DRAMMA FOGGIA. E' SERIE D SUL CAMPO, la 1° della storia. Disastro BORBEI e WINKELMAN
La nuova gestione Casillo non ha fatto in tempo evidentemente a evitare il peggio: è retrocessione diretta
FOGGIA - Troppi punti di distacco dal Giugliano che precede in classifica, 10 punti, non ci saranno neanche i play out e la retrocessione è diretta.
Il Foggia per la 1° volta nella sua storia retrocede sul campo in Serie D, e non per fallimento o radiazione dunque, e scrive la pagina più nera del suo glorioso cammino arrivando penultima nel girone C della Serie C che si è chiuso ieri.
Non è arrivato il “miracolo” con la Salernitana, che passa 3-1 allo “Zaccheria” e certifica la retrocessione dei rossoneri del patron Casillo, il figlio dello storico Presidente del Foggia che è tornato in campo direttamente in società per salvare il salvabile a stagione in corso.
Col campionato del Foggia finisce anche la disastrosa stagione, la 1° da professionisti, per i giallorossi Borbei e Winkelman, prodotti del vivaio di Corvino.

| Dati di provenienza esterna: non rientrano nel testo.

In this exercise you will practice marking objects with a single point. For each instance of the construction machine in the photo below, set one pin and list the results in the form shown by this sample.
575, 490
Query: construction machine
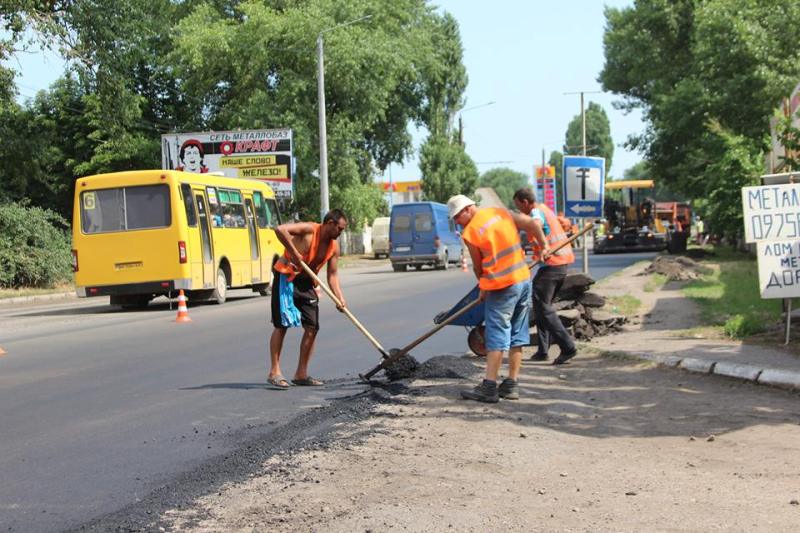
630, 222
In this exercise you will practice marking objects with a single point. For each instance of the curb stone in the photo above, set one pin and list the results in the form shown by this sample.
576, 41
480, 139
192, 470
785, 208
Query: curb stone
37, 298
787, 379
701, 366
780, 378
737, 370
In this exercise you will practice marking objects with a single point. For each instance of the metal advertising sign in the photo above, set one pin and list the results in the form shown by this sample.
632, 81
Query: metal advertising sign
584, 179
779, 269
771, 212
264, 155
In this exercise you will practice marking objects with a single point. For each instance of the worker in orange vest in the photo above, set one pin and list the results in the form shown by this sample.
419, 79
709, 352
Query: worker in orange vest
295, 301
549, 278
498, 261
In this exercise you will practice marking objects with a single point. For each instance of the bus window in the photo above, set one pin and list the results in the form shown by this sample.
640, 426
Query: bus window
232, 208
214, 209
188, 205
273, 215
125, 208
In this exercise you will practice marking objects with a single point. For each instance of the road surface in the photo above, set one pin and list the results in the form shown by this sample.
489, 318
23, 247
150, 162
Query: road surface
100, 406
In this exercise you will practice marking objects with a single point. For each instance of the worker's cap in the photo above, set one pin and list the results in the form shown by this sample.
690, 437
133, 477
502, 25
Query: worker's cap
457, 203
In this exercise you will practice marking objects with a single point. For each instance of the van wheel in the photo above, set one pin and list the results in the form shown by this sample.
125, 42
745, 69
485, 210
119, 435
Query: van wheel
221, 289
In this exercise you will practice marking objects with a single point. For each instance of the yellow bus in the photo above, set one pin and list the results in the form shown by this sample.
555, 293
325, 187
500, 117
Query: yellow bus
141, 234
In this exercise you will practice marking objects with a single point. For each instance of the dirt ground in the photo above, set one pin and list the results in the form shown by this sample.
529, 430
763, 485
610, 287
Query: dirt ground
601, 444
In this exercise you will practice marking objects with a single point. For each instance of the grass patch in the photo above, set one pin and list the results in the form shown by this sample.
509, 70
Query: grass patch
625, 304
729, 297
14, 293
655, 282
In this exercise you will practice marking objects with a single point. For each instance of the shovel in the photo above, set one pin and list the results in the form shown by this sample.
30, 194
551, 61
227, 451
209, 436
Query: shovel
395, 354
345, 310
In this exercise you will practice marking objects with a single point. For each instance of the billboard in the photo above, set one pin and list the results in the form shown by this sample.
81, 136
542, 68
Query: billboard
264, 155
546, 186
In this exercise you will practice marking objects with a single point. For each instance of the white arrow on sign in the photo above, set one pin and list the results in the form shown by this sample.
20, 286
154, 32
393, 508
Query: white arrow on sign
582, 208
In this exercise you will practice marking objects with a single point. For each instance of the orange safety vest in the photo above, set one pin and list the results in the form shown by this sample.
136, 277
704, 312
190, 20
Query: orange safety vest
494, 233
557, 234
285, 266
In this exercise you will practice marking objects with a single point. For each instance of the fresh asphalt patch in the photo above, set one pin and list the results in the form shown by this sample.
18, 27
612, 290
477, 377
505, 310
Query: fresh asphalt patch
320, 429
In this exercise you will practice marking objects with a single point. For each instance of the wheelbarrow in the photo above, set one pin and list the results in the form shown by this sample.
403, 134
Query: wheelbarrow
471, 319
474, 317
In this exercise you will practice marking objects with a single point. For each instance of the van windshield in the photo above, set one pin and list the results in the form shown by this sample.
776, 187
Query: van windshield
402, 223
423, 222
125, 209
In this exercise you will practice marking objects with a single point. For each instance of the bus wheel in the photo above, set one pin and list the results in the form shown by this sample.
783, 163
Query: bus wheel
221, 289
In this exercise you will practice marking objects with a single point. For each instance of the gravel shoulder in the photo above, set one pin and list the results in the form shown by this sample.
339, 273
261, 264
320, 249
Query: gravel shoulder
602, 444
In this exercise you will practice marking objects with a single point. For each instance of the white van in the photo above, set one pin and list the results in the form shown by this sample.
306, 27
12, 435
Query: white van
380, 237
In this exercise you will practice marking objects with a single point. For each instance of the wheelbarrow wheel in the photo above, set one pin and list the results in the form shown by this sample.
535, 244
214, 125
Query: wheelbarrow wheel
476, 342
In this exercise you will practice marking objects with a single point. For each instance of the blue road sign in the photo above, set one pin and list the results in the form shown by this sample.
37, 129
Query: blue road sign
584, 180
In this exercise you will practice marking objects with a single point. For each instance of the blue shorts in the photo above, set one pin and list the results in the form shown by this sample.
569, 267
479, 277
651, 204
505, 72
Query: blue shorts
507, 313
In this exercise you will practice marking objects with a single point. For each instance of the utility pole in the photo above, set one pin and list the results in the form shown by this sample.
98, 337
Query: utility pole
323, 132
583, 183
324, 196
584, 239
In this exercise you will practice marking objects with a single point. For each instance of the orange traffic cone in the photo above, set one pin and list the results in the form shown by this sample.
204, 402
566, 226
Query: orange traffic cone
183, 313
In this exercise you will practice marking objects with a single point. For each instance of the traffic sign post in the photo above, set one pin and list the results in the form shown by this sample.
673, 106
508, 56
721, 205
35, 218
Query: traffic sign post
584, 179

Per il portiere rumeno 13 presenze prima di sparire e finire nel dimenticatoio dopo 1 rete e mezza subita a partita di media nelle sue 13 partite.
Per il centrocampista offensivo tedesco nemmeno tutto un campionato finito a Foggia, ma 22 partite in C prima di essere dirottato a un altro prestito, all'altra retrocessa Trapani, dove ha concluso la stagione collezionando dunque 2 retrocessioni sulle 3 di tutto il girone.